After Brandon and I flew back from New Zealand, there were about 4 days in San Francisco to organize and pack for our move to France in January before I would be flying to Valencia for two weeks of full immersion Spanish lessons. Brandon also had a short turnaround as he would be heading to Colorado for a week-long mountaineering course. It would be another whirlwind trips for both of us, but this was something we were now familiar with and didn’t bother us much – living out of a suitcase had become the new normal!
I arrived in Madrid on the morning of Sunday, December 7th. Aside from making a flight reservation through my dad’s benefits at United, I didn’t book anything. Since Valencia was a large city, my assumption was that English would get me around, public transportation would be reliable and that hostels and/or hotels would be easy and available to book. In hindsight, it may not have been the most prudent decision to make such assumptions especially when traveling alone. Luckily this time, for the most part, my assumptions were accurate – aside from English being widely spoken. As soon as I arrived in Madrid, I paid 5 euro and took the bus to the center of town where I walked around in circles for about 2 hours until I found the right ticketing desk and platform to take the high speed train to Valencia for 65 euro. I finally made it to Valencia that afternoon and continued to plan my stay there.
The first step was to find a place to stay for the night. I rolled my one piece of luggage around the city until I found an acceptable hostel with availability. I came across the Orange Hostel near the center of Valencia and decided this would be a nice place to crash until I found a homestay to take me in for the following two weeks. I checked in with the receptionist and we started talking – I explained that I was visiting Valencia for two weeks to learn as much Spanish as possible but hadn’t booked anything yet. Her name was Ida and she was Italian but studying at the University of Valencia. Immediately after hearing my story and checking me in, she was on the phone with her friends in Valencia who were launching a new service for tourists visiting the city called Welcome Spanish. She arranged to have her two friends meet me the following morning for a tour around Valencia and to enroll me in Spanish school. I couldn’t believe it! What a hook up.
The following morning, I met Rafa and Jorge, who showed me the beaches and marinas in Valencia, the beautiful parks, the massive market in the center of town and other beautiful, historical sites around the city.
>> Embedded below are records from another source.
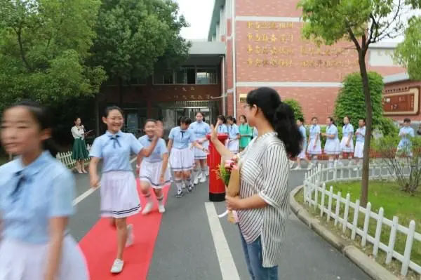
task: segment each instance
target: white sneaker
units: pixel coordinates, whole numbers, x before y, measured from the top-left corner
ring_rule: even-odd
[[[154,203],[152,201],[148,201],[145,206],[143,211],[142,211],[142,215],[146,215],[149,213],[151,211],[151,210],[152,210],[153,206]]]
[[[161,213],[165,213],[165,207],[163,206],[163,204],[162,204],[162,205],[158,204],[158,212],[159,212]]]
[[[124,261],[123,260],[115,259],[112,267],[111,267],[111,273],[120,273],[123,270]]]
[[[127,225],[127,240],[126,241],[126,247],[133,245],[135,241],[135,235],[133,234],[133,225]]]
[[[199,182],[206,182],[206,175],[203,173],[201,173],[201,176],[200,177]]]

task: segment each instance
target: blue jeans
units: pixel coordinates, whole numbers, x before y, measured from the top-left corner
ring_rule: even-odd
[[[278,266],[263,267],[263,253],[260,237],[259,236],[252,244],[248,244],[241,232],[240,235],[251,280],[278,280]]]

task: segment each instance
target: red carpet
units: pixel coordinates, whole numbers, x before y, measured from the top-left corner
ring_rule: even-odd
[[[168,189],[168,187],[163,189],[164,201]],[[144,206],[145,199],[140,197]],[[139,213],[128,218],[128,223],[134,225],[135,243],[124,251],[124,268],[117,275],[109,272],[116,253],[116,232],[108,219],[100,219],[93,226],[79,242],[88,262],[91,280],[146,279],[162,218],[157,208],[156,203],[149,214],[144,216]]]

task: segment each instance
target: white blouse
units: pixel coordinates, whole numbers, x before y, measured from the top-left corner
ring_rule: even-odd
[[[71,131],[74,139],[84,138],[83,133],[85,133],[85,131],[83,131],[83,128],[79,126],[78,128],[77,126],[74,126],[72,128]]]
[[[262,240],[263,267],[278,265],[282,255],[289,215],[288,159],[283,142],[275,132],[253,139],[240,154],[240,197],[258,194],[266,203],[262,208],[238,211],[239,225],[248,244]]]

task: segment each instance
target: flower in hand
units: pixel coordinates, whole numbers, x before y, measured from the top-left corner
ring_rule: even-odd
[[[242,209],[242,199],[239,196],[225,196],[225,204],[228,210],[241,210]]]

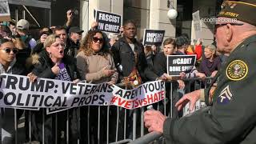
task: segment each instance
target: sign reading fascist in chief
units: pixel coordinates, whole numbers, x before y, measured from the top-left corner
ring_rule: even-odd
[[[98,29],[106,32],[119,34],[122,22],[121,15],[97,10],[95,19],[98,22]]]
[[[196,55],[168,55],[168,75],[179,76],[181,72],[190,73],[194,66],[195,59]]]
[[[145,29],[143,44],[150,46],[155,45],[159,46],[162,45],[164,36],[165,30]]]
That afternoon, Rafa and Jorge also helped me enroll in Spanish school. They had done their research and found the best one in Valencia – I just couldn’t believe how friendly and welcoming they were. I also sorted out a homestay in Valencia the following day that happened to be 4 blocks away from the Spanish school.
My homestay was an interesting and more challenging experience compared to the homestay experience that Brandon and I shared in Bariloche that past summer. The homestay mother knew about as much English as I knew Spanish, which is to say she knew not much at all. In Bariloche, I would use Brandon as my crutch to communicate with the family. This time, I would have to fend for myself, which to be fair, is what I signed up for. I wanted to be thrown into the deep end when it came to learning Spanish this time.
Meanwhile, I was really enjoying the Spanish school (school name) where I registered thanks to Rafa and Jorge. Luckily, I also met a friend, Margot from Holland, in the class. She and I were on the same page in Valencia – we were in class from 9am – 1pm everyday and immediately afterwards, we would grab a delicious café con leche and explore the center of Valencia. Over the two weeks, we visited the aquarium, climbed the bell tower of the cathedral, shopped at the indoor and outdoor markets, and enjoyed amazing meals in the sun! One night, Raja even invited us to go out salsa dancing with him, which I hesitantly decided to join. It was a good experience, but let’s just say salsa dancing doesn’t run naturally in my veins.
On one of our last days in the city, Rafa so generously offered to have us over to his house on the outskirts of Valencia to enjoy authentic Valencian paella. He said we couldn’t leave before trying paella from the birthplace of the dish. Margot and I drove over to Rafa’s house where we ate an amazing amount of paella outside in his backyard under the palm tress. I was in paradise. The food was delicious, the weather was perfect and I had met friends that I’d keep for a long time to come!
What an experience – can’t believe that you just showed without a place to stay or a language school. But it sounds like it worked out great. ¿Cómo es tu español ahora .
What a great story! I am very happy I was in your class and that you introduced me to your new friends as well. As for the spanish we learned: it was a hard course but we definitely kicked as!